Abrindo o ciclo de conferências da 33ª edição do Curso para os Bispos do Brasil, que trabalha com a temática Antropologia integral e a crise da cultura atual, o prefeito do Dicastério para a cultura e a educação, Cardeal José Tolentino Mendonça, apresentou nesta manhã de terça-feira (23), para um auditório repleto de bispos de todo o Brasil, a conferência Mudança de época: crise e oportunidade para o Evangelho.
Eduardo Silva – Arquidiocese do Rio de Janeiro
O cardeal iniciou a primeira das suas duas conferências nesta edição do curso chamando atenção para a diferença entre tecnologia e tecnocracia. Enquanto aquela seria um exercício humano da técnica guiado ainda pelo conhecimento científico, esta seria o poder que a tecnologia hoje exerce sobre o Ser Humano e onde conhecimento científico não é só o motor externo do desenvolvimento técnico, mas torna-se uma função intrínseca da própria tecnologia.

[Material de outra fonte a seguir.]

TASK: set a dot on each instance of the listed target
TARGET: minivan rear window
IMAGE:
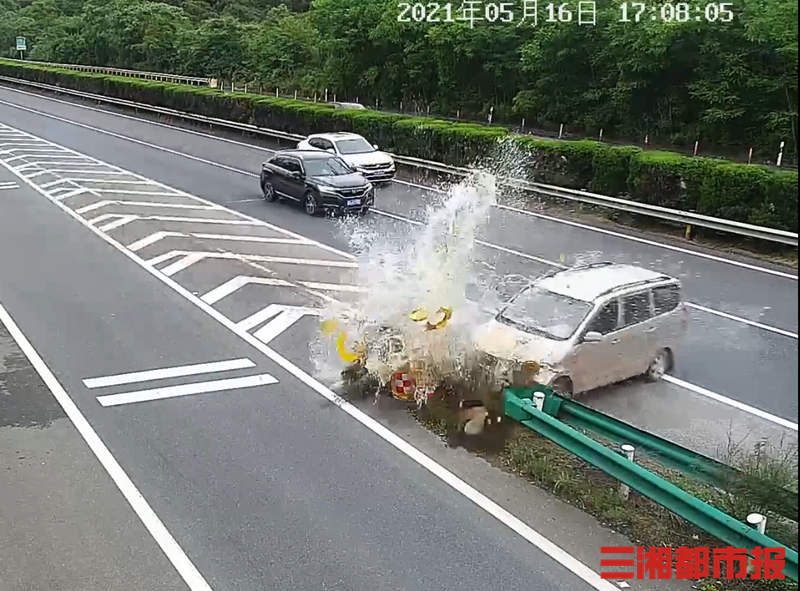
(636, 308)
(666, 298)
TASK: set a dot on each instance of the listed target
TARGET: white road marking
(123, 220)
(106, 203)
(485, 503)
(283, 321)
(292, 241)
(167, 373)
(235, 284)
(175, 285)
(780, 331)
(145, 193)
(730, 402)
(167, 150)
(187, 390)
(73, 193)
(152, 239)
(174, 553)
(182, 264)
(703, 255)
(332, 287)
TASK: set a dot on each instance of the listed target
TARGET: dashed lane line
(174, 553)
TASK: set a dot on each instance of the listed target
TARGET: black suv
(318, 180)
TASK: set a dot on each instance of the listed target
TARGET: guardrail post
(757, 522)
(624, 489)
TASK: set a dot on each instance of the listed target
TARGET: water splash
(430, 269)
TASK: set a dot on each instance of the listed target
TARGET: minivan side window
(666, 298)
(606, 320)
(636, 309)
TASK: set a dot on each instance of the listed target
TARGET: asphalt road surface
(128, 247)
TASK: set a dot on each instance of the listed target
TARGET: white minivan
(590, 326)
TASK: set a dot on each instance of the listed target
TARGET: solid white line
(191, 576)
(703, 255)
(152, 239)
(187, 390)
(166, 373)
(730, 402)
(147, 193)
(780, 331)
(235, 284)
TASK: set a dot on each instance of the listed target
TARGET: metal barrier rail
(158, 76)
(669, 454)
(709, 519)
(663, 213)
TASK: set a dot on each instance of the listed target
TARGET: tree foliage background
(725, 83)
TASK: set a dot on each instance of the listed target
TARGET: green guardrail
(667, 453)
(712, 520)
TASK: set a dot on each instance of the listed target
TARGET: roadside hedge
(752, 194)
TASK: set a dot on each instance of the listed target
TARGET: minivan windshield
(354, 146)
(544, 312)
(327, 167)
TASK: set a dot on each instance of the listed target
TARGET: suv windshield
(327, 167)
(354, 146)
(545, 312)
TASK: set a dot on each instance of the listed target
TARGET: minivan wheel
(564, 387)
(659, 366)
(269, 192)
(310, 204)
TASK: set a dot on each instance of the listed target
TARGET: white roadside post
(624, 489)
(757, 522)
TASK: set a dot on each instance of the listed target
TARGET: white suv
(589, 327)
(357, 152)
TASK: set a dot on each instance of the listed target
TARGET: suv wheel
(311, 204)
(269, 192)
(660, 365)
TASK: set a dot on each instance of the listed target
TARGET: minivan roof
(592, 281)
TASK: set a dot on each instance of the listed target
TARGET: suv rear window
(636, 308)
(666, 298)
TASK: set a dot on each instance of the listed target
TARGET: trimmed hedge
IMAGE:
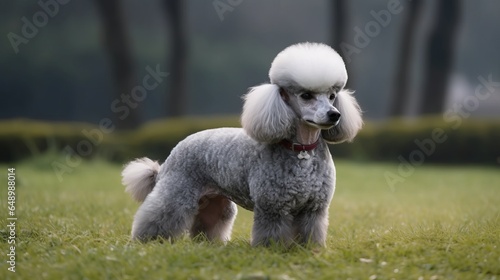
(429, 140)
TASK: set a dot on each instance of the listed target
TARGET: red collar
(299, 147)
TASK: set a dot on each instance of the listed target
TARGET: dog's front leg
(271, 227)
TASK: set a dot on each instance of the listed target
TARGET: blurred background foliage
(422, 62)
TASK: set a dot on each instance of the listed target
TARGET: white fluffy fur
(266, 117)
(311, 65)
(139, 177)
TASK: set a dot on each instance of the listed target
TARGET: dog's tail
(139, 177)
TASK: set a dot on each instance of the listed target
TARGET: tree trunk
(177, 96)
(401, 92)
(126, 115)
(439, 57)
(339, 19)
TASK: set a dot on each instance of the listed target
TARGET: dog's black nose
(333, 116)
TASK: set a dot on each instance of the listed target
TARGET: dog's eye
(306, 96)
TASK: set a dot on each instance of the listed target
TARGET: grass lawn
(441, 223)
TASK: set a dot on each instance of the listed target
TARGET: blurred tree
(339, 12)
(126, 115)
(177, 97)
(439, 56)
(401, 92)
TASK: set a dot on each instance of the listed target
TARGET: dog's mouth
(322, 126)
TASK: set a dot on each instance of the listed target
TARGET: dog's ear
(266, 117)
(350, 119)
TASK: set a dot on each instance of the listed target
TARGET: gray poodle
(278, 165)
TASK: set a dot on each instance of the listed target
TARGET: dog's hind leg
(168, 211)
(215, 218)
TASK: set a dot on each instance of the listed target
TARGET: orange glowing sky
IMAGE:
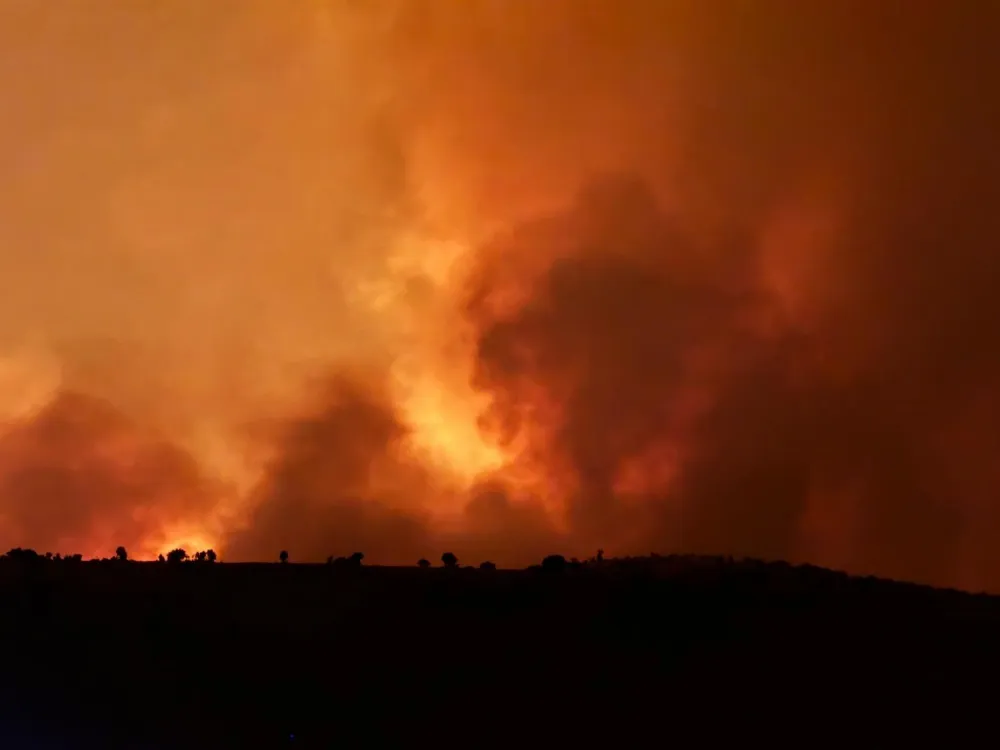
(457, 211)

A partir dessas definições, dom José Tolentino desenvolveu uma intensa reflexão acerca da metamorfose progressiva da condição humana que, no mundo contemporâneo, a partir da evolução científica, se mistura com as máquinas e com os mecanismos da tecnologia da informação.
33ª edição do Curso para os Bispos do Brasil
33ª edição do Curso para os Bispos do Brasil
“No horizonte do transhumanismo”, destacou dom Tolentino, “pela primeira vez na história da humanidade, a biologia passa a interagir intimamente com a tecnologia, propondo-se como um corretor da biografia humana. O transhumanismo pretende ser uma versão melhorada do corpo humano introduzindo ajudas que já não são externas, mas internas. O ser humano renuncia a ser o seu próprio corpo limitando-se a ter um corpo.”
33ª edição do Curso para os Bispos do Brasil
33ª edição do Curso para os Bispos do Brasil
Diante do surgimento de novas tecnologias, como a Inteligência Artificial, e do uso imoral que delas pode ser feito, o cardeal recordou o antídoto da “promoção do pensamento crítico” indicado pelo Papa Francisco. “O sentido ‘crítico’ é constitutivo da fé cristã”, recordou o prelado. “Na verdade, a crise reside no cromossoma do Cristianismo. Foi – já há dois mil anos – não apenas um espectador, mas a causa do declínio do mundo antigo: a primeira grande mudança de época que o próprio Cristianismo começou. A partir desse momento, a crise nunca mais deixou de acompanhá-lo, desencadeando uma sucessão de outonos e primaveras. A fé pode entrar em crise, certamente. A era da secularização grita isso sem muita cerimónia. Mas também a fé cristã deve constituir uma causa de crise, e questionar e transformar continuamente os sistemas sociais e culturais onde vive. Se não provoca crise, isto é, se não leva ao discernimento evangélico da realidade, desacelera, e deixa de testemunhar a fala do que está sentado sobre o trono: «Eis que faço novas todas as coisas» (Ap 21:5).”
Se já não vivemos mais numa era de fé homogênea, destaca o cardeal, também já não estamos mais no tempo em que o ateísmo parecia reclamar uma espécie de superioridade cultural. Nesse mundo de possibilidades a redescobrir, será missão da Igreja “privilegiar o exercício do diálogo.”